An automotive company is using computer vision in its autonomous cars. The company has trained its models successfully by using transfer learning from a convolutional neural network (CNN). The models are trained with PyTorch through the use of the Amazon SageMaker SDK. The company wants to reduce the time that is required for performing inferences, given the low latency that is required for self-driving.
Which solution should the company use to evaluate and improve the performance of the models?
A. Use Amazon CloudWatch algorithm metrics for visibility into the SageMaker training weights, gradients, biases, and activation outputs. Compute the filter ranks based on this information. Apply pruning to remove the low-ranking filters. Set the new weights. Run a new training job with the pruned model.
B. Use SageMaker Debugger for visibility into the training weights, gradients, biases, and activation outputs. Adjust the model hyperparameters, and look for lower inference times. Run a new training job.
C. Use SageMaker Debugger for visibility into the training weights, gradients, biases, and activation outputs. Compute the filter ranks based on this information. Apply pruning to remove the low-ranking filters. Set the new weights. Run a new training job with the pruned model.
D. Use SageMaker Model Monitor for visibility into the ModelLatency metric and OverheadLatency metric of the model after the model is deployed. Adjust the model hyperparameters, and look for lower inference times. Run a new training job.
A company's machine learning (ML) specialist is designing a scalable data storage solution for Amazon SageMaker. The company has an existing TensorFlow-based model that uses a train.py script. The model relies on static training data that is currently stored in TFRecord format.
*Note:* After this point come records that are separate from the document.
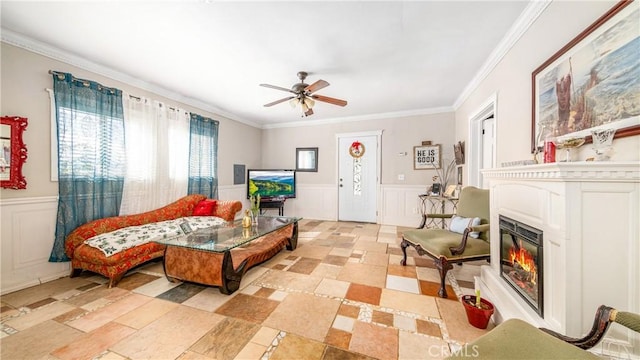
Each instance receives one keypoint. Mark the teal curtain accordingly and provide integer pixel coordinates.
(91, 154)
(203, 156)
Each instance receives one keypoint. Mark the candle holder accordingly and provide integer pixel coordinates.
(603, 143)
(568, 144)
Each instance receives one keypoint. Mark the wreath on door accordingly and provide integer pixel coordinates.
(356, 149)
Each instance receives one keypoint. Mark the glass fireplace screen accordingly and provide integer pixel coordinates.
(521, 260)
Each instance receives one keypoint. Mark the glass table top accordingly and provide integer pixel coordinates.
(231, 235)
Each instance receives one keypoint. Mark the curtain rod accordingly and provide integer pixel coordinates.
(86, 83)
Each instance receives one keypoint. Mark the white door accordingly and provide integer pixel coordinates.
(357, 178)
(487, 143)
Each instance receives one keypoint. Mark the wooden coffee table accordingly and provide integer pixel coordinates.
(219, 256)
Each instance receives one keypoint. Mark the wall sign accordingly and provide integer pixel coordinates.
(426, 157)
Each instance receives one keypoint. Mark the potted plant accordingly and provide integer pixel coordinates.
(255, 208)
(478, 310)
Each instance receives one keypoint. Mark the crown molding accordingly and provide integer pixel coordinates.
(38, 47)
(368, 117)
(522, 24)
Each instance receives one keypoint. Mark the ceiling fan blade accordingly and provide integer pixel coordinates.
(278, 88)
(279, 101)
(330, 100)
(320, 84)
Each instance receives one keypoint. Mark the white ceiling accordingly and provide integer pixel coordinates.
(384, 58)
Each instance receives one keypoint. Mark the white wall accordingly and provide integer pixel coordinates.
(28, 216)
(317, 195)
(511, 81)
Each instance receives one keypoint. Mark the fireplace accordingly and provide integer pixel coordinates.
(521, 260)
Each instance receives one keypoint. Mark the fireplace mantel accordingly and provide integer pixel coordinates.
(588, 212)
(583, 171)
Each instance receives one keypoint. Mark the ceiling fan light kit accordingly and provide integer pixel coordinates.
(304, 95)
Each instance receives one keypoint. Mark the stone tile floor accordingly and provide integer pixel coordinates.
(340, 295)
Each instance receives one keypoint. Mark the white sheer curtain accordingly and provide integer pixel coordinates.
(157, 148)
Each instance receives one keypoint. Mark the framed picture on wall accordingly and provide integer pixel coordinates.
(426, 157)
(592, 82)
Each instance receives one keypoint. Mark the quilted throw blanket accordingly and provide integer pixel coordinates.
(119, 240)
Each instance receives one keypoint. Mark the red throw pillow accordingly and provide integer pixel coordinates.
(205, 208)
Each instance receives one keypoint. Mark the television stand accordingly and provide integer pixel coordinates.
(272, 204)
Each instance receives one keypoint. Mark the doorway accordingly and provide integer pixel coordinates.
(482, 141)
(358, 174)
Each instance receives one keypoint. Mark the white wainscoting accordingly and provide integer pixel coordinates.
(28, 225)
(28, 228)
(400, 205)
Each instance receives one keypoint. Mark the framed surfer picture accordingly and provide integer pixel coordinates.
(592, 82)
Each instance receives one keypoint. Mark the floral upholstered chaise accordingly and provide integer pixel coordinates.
(87, 257)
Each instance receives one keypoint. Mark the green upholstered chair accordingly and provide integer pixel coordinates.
(447, 247)
(515, 339)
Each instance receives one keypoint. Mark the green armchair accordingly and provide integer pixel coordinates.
(515, 339)
(446, 246)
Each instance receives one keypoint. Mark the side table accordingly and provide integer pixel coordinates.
(435, 205)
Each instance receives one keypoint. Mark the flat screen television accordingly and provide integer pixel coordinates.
(271, 184)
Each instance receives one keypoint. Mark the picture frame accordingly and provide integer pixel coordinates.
(451, 189)
(458, 151)
(307, 159)
(426, 157)
(13, 153)
(568, 90)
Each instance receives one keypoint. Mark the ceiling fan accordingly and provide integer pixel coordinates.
(303, 94)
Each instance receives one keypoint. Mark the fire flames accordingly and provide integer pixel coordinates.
(526, 261)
What should the ML specialist do to provide the training data to SageMaker with the LEAST development overhead?
A. Put the TFRecord data into an Amazon S3 bucket. Use AWS Glue or AWS Lambda to reformat the data to protobuf format and store the data in a second S3 bucket. Point the SageMaker training invocation to the second S3 bucket.
B. Rewrite the train.py script to add a section that converts TFRecord data to protobuf format. Point the SageMaker training invocation to the local path of the data. Ingest the protobuf data instead of the TFRecord data.
C. Use SageMaker script mode, and use train.py unchanged. Point the SageMaker training invocation to the local path of the data without reformatting the training data.
D. Use SageMaker script mode, and use train.py unchanged. Put the TFRecord data into an Amazon S3 bucket. Point the SageMaker training invocation to the S3 bucket without reformatting the training data.
An ecommerce company wants to train a large image classification model with 10,000 classes. The company runs multiple model training iterations and needs to minimize operational overhead and cost. The company also needs to avoid loss of work and model retraining.
Which solution will meet these requirements?
A. Create the training jobs as AWS Batch jobs that use Amazon EC2 Spot Instances in a managed compute environment.
B. Use Amazon EC2 Spot Instances to run the training jobs. Use a Spot Instance interruption notice to save a snapshot of the model to Amazon S3 before an instance is terminated.
C. Use AWS Lambda to run the training jobs. Save model weights to Amazon S3.
D. Use managed spot training in Amazon SageMaker. Launch the training jobs with checkpointing enabled.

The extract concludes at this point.